Inclacumab
Inclacumab is an investigational monoclonal antibody originally developed by Roche for cardiovascular disease and later acquired by Global Blood Therapeutics, which was subsequently acquired by Pfizer in 2022 for $5.4 billion. It is a fully human monoclonal antibody against P-selectin being developed primarily for the treatment of sickle cell disease with vaso-occlusive crises.
Mechanism of action
Inclacumab is a recombinant monoclonal antibody against P-selectin, with potential anti-inflammatory, antithrombotic, and antiatherogenic properties. P-selectin works to mediate leukocyte, platelet, and endothelial interactions through the binding of P-selectin to the P-selectin glycoprotein ligand -1 located on the surface of leukocytes.A crystal structure of inclacumab and P-selectin reveals that inclacumab directly binds to an epitope in the PSGL-1 binding region on P-selectin and thus competitively inhibits P-selectin and its ligand interaction.
Clinical development
Phase I studies
This phase 1, open-label, single-ascending-dose study of inclacumab in healthy participants was conducted at a single clinical facility between September 2020 and May 2021. Plasma PK parameters were generally dose-proportional, with a terminal half-life of 13 to 17 days.Inclacumab displayed a well-tolerated safety profile for up to 29 weeks following a single dose of 20 or 40 mg/kg in healthy subjects.
Cardiovascular studies
The SELECT-ACS trial was a randomized, double-blind, placebo-controlled study that enrolled 544 patients with non-ST-segment elevation myocardial infarction undergoing percutaneous coronary intervention. The study evaluated two doses of inclacumab compared to placebo. Results showed that inclacumab 20 mg/kg significantly reduced troponin I levels, with placebo-adjusted reductions of 24.4% at 24 hours and peak troponin I reduced by 23.8%. Benefits were greater when administered within 3 hours before PCI.The SELECT-CABG trial evaluated inclacumab in patients undergoing coronary artery bypass graft surgery but failed to show significant differences in pre-specified secondary efficacy measures, with similar rates of major adverse cardiovascular events between placebo and inclacumab groups.

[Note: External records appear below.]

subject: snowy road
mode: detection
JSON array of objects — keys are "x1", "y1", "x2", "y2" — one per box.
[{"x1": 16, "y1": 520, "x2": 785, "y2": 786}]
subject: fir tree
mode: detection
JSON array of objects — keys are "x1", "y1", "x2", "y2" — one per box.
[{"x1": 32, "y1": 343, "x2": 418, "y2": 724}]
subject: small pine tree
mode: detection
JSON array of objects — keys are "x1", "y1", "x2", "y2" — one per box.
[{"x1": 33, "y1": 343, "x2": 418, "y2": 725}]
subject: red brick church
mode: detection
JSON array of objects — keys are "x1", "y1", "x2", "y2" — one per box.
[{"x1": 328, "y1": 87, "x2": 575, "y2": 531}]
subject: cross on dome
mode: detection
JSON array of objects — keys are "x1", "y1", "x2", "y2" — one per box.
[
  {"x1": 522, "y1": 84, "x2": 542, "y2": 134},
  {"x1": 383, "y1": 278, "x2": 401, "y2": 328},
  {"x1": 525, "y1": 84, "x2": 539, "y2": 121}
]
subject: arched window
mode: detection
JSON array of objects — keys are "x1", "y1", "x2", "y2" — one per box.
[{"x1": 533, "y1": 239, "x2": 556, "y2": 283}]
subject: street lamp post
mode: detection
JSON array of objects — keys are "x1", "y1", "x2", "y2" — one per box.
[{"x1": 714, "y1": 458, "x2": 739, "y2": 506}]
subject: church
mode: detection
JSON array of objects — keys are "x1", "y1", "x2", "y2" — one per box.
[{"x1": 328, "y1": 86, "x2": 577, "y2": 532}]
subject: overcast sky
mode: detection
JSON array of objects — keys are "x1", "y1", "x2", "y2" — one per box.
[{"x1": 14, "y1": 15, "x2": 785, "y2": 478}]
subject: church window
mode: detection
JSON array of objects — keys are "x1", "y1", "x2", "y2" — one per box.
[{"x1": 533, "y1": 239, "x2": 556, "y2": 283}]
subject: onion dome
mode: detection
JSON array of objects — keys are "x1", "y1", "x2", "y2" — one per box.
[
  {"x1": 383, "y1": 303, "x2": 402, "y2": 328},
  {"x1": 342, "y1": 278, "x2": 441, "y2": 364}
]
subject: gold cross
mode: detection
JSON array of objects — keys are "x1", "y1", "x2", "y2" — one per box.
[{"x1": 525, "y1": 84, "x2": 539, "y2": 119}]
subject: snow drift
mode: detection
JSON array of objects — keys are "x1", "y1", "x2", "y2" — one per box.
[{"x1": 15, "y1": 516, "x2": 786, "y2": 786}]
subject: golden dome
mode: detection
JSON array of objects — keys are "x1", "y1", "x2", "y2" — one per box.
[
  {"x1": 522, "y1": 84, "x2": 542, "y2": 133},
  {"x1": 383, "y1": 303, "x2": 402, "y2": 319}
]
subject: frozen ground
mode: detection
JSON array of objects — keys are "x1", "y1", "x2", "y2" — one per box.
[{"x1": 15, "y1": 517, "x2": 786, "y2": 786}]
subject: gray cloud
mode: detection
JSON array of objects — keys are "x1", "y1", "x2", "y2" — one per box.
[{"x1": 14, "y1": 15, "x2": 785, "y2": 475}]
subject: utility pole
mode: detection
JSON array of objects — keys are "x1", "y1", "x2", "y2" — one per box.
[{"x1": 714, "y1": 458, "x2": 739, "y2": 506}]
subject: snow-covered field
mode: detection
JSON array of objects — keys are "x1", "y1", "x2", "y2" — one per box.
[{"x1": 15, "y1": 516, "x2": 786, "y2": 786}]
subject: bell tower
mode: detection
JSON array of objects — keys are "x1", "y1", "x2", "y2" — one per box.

Sickle cell disease studies
P-selectin-mediated platelet-leukocyte aggregate formation has been shown to contribute to vaso-occlusion. The THRIVE clinical program consisted of three Phase 3 studies: THRIVE-131, THRIVE-132, and THRIVE-133.THRIVE-131 was the pivotal Phase 3 efficacy study that enrolled participants aged ≥12 years with sickle cell disease experiencing 2-10 vaso-occlusive crises in the previous 12 months. The primary endpoint was the rate of VOCs during the 48-week treatment period with inclacumab administered every 12 weeks. The trial failed to meet its primary endpoint of significant reduction in the rate of vaso-occlusive crises compared to placebo, though the therapy was generally well tolerated. The study was subsequently discontinued in November 2025.
THRIVE-132 was designed to evaluate the proportion of participants with readmission for a VOC within 90 days of randomization but was terminated due to slow patient recruitment.